The best answer is c, ‘After each lecture and seminar’. Of course you need to consolidate your learning in the days and weeks immediately before an exam, but you’ll be less stressed and better prepared if you revise as you go along.
What might this regular revision look like?
- If you haven’t already done so, get out your module handbook (or pull it up on your module VLE—Moodle, Blackboard, etc.) and read it carefully. There’s a very good chance you find sections on the aims of the unit and particular skills and/or themes to be covered. Make a list of these. Look back at your notes from the introductory sessions for your module, and note anything your lecturer(s) particularly emphasised in them. You only need to do this step once per term/module.
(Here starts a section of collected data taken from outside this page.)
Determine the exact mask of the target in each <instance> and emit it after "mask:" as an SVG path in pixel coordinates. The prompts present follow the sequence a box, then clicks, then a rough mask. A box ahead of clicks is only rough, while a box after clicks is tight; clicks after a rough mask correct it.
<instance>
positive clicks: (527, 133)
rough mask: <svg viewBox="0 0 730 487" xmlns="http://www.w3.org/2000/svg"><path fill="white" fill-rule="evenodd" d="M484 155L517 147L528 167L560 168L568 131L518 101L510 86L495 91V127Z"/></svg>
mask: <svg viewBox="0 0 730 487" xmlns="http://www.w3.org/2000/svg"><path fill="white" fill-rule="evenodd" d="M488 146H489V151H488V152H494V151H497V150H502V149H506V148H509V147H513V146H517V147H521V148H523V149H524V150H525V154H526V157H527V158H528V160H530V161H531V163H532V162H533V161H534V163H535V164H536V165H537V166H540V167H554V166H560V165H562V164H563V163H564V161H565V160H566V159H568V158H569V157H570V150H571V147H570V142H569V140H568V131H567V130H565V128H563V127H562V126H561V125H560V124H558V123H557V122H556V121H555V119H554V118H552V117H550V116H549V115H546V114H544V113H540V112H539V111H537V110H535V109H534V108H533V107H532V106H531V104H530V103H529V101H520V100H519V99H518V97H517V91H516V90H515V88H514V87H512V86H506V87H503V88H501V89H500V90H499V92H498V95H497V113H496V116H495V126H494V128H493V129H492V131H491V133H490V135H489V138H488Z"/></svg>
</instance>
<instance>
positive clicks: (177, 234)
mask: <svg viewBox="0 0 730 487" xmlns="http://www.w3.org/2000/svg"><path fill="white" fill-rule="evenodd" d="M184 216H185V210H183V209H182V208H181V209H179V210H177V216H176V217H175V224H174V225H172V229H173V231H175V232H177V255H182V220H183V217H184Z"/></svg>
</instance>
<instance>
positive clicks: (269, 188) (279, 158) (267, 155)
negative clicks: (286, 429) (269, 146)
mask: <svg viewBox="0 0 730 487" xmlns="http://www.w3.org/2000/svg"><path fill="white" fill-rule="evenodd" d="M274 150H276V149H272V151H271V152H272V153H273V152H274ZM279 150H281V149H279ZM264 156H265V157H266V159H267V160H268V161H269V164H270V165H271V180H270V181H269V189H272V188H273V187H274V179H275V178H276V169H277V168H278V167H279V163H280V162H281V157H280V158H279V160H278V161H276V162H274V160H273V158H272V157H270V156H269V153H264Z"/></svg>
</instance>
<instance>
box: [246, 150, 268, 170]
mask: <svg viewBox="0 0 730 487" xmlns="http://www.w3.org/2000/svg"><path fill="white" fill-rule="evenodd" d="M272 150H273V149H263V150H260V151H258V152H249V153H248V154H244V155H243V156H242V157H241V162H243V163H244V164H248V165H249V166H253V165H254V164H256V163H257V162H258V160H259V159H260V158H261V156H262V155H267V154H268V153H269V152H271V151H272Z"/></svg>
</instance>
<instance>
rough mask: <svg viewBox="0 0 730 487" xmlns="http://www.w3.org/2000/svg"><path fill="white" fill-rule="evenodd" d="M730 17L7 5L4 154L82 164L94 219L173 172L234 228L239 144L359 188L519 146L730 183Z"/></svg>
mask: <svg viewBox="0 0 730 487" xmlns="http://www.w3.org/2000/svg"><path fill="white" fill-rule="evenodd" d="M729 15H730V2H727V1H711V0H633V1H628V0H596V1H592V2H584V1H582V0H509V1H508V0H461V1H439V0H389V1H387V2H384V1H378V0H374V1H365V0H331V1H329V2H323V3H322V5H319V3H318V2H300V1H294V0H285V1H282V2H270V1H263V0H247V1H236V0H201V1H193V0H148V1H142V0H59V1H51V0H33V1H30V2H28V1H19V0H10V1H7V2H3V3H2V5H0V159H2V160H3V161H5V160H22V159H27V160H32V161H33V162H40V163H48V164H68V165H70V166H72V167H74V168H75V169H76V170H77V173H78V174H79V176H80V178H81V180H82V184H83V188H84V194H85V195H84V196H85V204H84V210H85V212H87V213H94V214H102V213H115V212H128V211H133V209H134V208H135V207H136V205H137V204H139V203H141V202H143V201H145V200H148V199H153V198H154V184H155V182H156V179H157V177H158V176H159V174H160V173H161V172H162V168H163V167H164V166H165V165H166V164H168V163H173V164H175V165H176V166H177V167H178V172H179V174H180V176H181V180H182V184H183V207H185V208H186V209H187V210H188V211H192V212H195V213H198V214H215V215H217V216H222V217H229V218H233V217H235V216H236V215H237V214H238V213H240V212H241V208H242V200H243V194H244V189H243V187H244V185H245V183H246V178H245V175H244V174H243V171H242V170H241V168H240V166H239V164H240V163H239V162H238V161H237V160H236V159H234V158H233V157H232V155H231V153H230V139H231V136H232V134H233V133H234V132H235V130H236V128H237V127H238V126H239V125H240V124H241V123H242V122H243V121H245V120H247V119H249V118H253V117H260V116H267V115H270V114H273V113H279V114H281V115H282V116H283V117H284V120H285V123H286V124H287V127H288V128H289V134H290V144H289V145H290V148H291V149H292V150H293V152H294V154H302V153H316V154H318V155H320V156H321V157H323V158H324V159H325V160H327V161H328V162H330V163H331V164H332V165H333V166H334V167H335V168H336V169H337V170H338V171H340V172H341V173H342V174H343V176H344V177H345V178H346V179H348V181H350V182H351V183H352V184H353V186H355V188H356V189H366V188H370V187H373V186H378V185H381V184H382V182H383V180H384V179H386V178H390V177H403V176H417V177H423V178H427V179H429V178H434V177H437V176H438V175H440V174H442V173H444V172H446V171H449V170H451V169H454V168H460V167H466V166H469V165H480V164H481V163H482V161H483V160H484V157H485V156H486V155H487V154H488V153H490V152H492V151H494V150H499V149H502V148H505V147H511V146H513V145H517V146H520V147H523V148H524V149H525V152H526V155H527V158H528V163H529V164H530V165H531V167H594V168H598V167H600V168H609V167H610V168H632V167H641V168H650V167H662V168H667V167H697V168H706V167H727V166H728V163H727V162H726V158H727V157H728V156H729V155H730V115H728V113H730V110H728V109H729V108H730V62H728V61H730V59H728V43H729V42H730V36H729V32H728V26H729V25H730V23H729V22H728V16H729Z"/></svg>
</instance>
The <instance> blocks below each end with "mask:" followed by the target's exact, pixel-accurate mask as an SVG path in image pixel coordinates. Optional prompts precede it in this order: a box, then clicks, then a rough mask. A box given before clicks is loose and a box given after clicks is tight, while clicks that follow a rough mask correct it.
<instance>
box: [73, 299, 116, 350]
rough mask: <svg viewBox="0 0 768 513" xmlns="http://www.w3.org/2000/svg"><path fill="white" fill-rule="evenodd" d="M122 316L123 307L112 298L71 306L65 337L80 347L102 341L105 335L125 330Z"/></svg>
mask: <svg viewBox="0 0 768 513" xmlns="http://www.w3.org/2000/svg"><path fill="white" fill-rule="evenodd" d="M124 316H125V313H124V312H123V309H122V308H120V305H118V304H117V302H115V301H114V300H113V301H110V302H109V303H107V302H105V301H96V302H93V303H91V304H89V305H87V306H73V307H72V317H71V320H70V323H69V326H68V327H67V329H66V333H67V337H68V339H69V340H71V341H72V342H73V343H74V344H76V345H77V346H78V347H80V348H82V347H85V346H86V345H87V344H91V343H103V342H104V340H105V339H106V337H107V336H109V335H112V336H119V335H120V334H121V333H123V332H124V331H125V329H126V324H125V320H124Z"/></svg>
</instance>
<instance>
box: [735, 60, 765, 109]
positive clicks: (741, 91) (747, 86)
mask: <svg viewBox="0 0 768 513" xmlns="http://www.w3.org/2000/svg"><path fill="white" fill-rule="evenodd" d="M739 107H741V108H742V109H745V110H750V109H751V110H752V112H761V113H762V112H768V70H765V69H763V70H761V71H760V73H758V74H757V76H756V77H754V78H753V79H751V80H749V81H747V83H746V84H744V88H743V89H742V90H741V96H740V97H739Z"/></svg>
- After each seminar or lecture, take a few minutes to jot down notes on how that session furthered your understanding of the items in the list you made in step 1 (most sessions won’t cover all of them, just make notes on the ones that were covered). Organise this in the way that works best for you—a Word document, an Excel spreadsheet, a section of a paper notebook. Whatever form you choose, make sure you leave yourself ample space for each week’s activities and keep it safe. I tend to use electronic documents for this sort of thing, then I can save backup copies in my Google Drive or email them to myself—that way, it matters less if my computer crashes or I lose my flashdrive.
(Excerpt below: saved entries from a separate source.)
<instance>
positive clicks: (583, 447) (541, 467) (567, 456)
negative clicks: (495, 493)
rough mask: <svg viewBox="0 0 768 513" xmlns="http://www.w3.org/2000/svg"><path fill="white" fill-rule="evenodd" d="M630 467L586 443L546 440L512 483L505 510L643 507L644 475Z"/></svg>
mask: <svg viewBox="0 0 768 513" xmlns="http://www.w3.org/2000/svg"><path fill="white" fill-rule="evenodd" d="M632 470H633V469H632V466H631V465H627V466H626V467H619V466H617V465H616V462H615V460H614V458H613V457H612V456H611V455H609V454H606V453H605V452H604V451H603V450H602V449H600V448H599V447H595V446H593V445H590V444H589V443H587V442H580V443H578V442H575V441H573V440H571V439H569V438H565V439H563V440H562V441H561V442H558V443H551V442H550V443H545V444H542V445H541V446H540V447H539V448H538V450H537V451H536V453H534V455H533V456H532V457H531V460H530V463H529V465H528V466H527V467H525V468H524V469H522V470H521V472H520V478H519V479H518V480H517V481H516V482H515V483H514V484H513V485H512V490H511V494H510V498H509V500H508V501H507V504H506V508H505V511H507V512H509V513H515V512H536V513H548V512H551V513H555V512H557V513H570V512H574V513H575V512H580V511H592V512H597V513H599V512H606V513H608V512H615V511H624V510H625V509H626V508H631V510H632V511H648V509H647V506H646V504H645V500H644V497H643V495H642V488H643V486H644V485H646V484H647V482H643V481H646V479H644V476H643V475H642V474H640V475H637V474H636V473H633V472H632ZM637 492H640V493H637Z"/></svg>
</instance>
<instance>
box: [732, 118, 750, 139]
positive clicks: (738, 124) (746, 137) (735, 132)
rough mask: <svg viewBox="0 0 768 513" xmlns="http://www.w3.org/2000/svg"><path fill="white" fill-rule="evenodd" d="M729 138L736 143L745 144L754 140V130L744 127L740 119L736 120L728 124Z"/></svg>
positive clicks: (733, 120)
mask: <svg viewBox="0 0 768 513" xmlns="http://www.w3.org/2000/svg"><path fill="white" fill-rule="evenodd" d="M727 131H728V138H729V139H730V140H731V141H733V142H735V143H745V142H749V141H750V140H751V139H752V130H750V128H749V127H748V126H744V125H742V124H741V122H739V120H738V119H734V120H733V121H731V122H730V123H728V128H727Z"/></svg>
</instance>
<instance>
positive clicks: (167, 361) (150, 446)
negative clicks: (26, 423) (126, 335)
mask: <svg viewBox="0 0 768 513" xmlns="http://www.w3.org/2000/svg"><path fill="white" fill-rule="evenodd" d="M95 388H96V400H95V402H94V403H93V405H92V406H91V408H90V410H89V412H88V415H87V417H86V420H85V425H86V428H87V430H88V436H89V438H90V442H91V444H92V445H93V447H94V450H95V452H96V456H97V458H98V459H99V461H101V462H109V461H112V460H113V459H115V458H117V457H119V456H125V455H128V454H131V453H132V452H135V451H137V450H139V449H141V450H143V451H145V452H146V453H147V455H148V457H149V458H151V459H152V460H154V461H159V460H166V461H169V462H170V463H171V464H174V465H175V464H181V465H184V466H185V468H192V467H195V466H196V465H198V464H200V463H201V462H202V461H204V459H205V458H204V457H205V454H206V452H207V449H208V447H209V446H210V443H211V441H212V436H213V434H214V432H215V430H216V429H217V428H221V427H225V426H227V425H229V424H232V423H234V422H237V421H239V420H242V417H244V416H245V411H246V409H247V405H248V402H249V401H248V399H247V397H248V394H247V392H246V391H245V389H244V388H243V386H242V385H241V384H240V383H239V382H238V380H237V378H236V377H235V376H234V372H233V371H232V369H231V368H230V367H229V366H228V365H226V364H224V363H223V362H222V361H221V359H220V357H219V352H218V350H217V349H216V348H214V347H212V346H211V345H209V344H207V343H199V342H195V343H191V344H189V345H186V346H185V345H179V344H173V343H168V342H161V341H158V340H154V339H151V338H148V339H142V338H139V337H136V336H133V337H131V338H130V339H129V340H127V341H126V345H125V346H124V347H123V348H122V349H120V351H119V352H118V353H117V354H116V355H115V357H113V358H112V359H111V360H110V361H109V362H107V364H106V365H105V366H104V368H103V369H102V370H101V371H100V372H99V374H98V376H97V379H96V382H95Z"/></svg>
- While you have your revision document or notebook open, make a few notes about how the session you just attended relates to the sessions that came before it.
- Do you have questions about anything that was covered? Good! Jot those down, try to find answers the next time you’re in the library, and raise them in your next seminar or tutorial.
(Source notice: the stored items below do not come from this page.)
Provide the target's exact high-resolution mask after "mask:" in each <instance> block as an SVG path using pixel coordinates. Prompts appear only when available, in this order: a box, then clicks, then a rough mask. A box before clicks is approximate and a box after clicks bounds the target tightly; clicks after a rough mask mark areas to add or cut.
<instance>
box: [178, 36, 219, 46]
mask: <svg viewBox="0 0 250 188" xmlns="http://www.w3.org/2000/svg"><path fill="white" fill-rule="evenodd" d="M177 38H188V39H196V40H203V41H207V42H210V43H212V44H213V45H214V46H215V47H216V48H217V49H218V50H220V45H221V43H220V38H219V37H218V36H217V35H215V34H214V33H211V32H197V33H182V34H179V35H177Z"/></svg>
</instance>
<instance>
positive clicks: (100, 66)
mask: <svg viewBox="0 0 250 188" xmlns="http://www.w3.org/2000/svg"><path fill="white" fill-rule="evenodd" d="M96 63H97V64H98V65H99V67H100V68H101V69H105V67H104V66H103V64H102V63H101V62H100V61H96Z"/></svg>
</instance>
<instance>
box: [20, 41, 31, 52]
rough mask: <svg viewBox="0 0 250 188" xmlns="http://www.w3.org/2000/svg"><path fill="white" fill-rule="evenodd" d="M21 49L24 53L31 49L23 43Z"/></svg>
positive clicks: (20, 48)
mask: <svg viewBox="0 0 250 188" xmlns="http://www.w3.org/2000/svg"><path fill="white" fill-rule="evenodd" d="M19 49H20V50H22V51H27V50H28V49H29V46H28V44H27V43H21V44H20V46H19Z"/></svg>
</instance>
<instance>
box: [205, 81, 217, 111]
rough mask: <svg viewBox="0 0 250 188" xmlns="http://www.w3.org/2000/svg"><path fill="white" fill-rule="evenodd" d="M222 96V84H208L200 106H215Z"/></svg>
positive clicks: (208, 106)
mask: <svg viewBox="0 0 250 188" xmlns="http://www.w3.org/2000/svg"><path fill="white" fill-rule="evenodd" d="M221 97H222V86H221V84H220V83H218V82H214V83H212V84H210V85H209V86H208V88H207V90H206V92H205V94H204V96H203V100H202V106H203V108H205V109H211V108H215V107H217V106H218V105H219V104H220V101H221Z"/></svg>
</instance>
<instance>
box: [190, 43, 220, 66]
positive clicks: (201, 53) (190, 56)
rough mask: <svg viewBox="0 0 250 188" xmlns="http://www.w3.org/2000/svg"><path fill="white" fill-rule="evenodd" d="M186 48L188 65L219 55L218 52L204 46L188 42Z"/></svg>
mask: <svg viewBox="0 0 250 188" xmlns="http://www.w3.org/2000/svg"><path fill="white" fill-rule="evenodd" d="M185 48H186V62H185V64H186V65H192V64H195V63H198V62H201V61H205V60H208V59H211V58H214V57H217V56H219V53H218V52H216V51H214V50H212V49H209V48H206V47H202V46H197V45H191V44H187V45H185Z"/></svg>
If you complete these steps as you work through your module, you’ll be in an excellent position when it’s time to consolidate your knowledge just prior to the exam. You will have:
- Considered how the module content helps you achieve the module’s aims.
- Made clear notes of each discussion or lecture on any given theme or skill covered in the Module—this means no more searching through pages of seminar or lecture notes trying to remember when something was covered. If you simply date your revision entries and your notes, it will be easy to find what you need.
- Developed an understanding of how the different parts of the unit fit together. It’s important to do this while things are fresh in your mind, and having these notes will make it easier to prepare for discursive essay questions.
- Identified any weaknesses in your understanding of the module and any points of confusion. Identifying these things will enable you to ask specific questions in any revision seminars or tutorials offered by your lecturers. Lecturers want to help their students, but there’s little we can do when students come to us and say ‘I don’t get it’ without explaining what ‘it’ is.